The majority of Shakespeare’s major female characters are young and involved in romantic plots that revolve around choosing a husband. The conflict between a father and daughter regarding who represents an ideal suitor had the potential to create serious quarrels in families, and Shakespeare repeatedly stages such quarrels in his writing. Two of Shakespeare’s tragedies begin with the struggle of a young female character to free herself from male control. In Romeo and Juliet, Juliet sneaks out of her home to marry Romeo, and then fakes her own death to escape the husband her father has chosen for her. In Othello, Desdemona also sneaks out at night to marry the man she has chosen against her father’s wishes. Although these heroines free themselves from their fathers, they do not free themselves from male control altogether. Juliet loses her chosen husband when he is drawn into the ongoing feud between the men of the Capulet and Montague families. Desdemona remains faithful to Othello, but her history of defying male authority makes him anxious. He comes to suspect her of adultery and ultimately murders her.
Whereas Shakespeare’s tragedies usually feature women in secondary roles, or roles that share top billing with a man (like Juliet or Cleopatra), Shakespeare’s comedies often feature women as main characters. As You Like It,A Midsummer Night’s Dream,Much Ado About Nothing, and Twelfth Night all center on young women determined to choose their own husbands or, like Olivia in Twelfth Night and Beatrice in Much Ado About Nothing, determined not to marry at all. Like the tragedies, these plays show that the apparent ability to choose a husband or to avoid marriage does not amount to much freedom after all. In the end, both Olivia and Beatrice are persuaded to marry. Likewise, both Rosalind in As You Like It and Viola in Twelfth Night don disguises and enjoy comic adventures that come to an end once they take off their costumes, get married, and begin new lives in their roles as wives. The Merchant of Venice offers a slightly more empowering ending. In that play Portia and Nerissa disguise themselves as men and test their new husbands by tricking them into giving up their wedding rings, a symbolic gesture which suggests both women intend to exercise power within their marriages.
Women dress up as men in many of Shakespeare’s plays, often as a dramatic device to further the plot. By making his female characters cross-dress, Shakespeare gave himself the opportunity to put them in situations from which real-life women would have been barred. In Twelfth Night, for instance, Viola disguises herself as the young man “Cesario” and offers to help Duke Orsino woo Countess Olivia, something a noblewoman would never have been allowed to do. Elizabethans largely believed that women lacked the intelligence, rationality, courage, and other qualities necessary to perform roles reserved for men. However, whenever Shakespeare’s cross-dressing women take on traditionally male roles, they usually do a better job than their male counterparts. In The Merchant of Venice, none of the male characters can think of a way to rescue Antonio from a contract that allows the moneylender Shylock to take “a pound of flesh” from his body. But when Portia arrives in court disguised as a lawyer, she demonstrates a legal savvy that no other male character possesses. Portia brilliantly points out that Shylock may be legally entitled to a pound of Antonio’s flesh, but that “no jot of blood” can be spilled in the process.

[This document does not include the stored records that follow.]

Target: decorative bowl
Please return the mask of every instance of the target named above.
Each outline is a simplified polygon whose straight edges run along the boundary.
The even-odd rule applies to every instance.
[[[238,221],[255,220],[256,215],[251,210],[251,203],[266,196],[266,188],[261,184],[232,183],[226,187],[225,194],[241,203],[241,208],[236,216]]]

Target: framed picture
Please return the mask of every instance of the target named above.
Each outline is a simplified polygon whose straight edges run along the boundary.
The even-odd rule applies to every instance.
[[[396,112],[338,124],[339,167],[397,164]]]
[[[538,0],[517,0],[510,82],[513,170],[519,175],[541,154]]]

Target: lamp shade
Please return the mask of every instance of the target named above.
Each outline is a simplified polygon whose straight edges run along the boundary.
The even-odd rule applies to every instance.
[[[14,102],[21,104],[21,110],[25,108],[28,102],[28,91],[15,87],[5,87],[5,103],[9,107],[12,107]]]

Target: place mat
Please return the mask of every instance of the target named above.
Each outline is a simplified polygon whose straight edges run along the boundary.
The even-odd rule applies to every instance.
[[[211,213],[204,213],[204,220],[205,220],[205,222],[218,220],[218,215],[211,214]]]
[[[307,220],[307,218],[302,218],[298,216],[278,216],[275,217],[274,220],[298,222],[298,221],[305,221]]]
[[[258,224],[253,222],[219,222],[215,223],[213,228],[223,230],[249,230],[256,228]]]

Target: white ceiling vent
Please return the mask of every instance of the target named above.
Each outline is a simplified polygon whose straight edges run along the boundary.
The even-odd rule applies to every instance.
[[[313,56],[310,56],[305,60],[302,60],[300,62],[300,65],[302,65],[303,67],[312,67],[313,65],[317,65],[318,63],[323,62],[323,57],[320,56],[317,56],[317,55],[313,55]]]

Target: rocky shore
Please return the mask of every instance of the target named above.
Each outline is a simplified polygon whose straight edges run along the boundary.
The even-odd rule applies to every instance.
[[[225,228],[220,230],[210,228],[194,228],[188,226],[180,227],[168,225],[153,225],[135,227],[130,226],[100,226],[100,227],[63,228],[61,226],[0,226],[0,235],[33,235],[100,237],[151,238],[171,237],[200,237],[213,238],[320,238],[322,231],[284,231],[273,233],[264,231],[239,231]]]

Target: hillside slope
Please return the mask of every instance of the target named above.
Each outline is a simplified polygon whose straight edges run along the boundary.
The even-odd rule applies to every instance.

Although shrewd young women appear frequently in Shakespeare’s plays, mature women are conspicuously absent. Mothers in particular are missing. In The Tempest, Prospero lives alone with his daughter Miranda as castaways on a remote island. When Prospero gives an account of their escape from Milan, he only references her mother once, and only in order to confirm that Miranda is indeed his daughter: “Thy mother was a piece of virtue / And she said thou wast my daughter” (I.ii.). Mothers are missing in plays from across Shakespeare’s career, from Titus Andronicus to King Lear, and like The Tempest, many of these plays focus intensely on the relationships between fathers and daughters. Two notable exceptions to the rule of missing mothers include Gertrude in Hamlet and Volumnia in Coriolanus, both of whom have difficult relationships with their adult sons. The example of Gertrude also points to Shakespeare’s tendency to present mature women as being devious, even dangerous. Hamlet believes his mother to be complicit with the king’s assassination. Lady Macbeth provides another example of a devious older woman. Cleopatra may offer the only example of a powerful, mature woman whom Shakespeare portrays as being noble and dignified.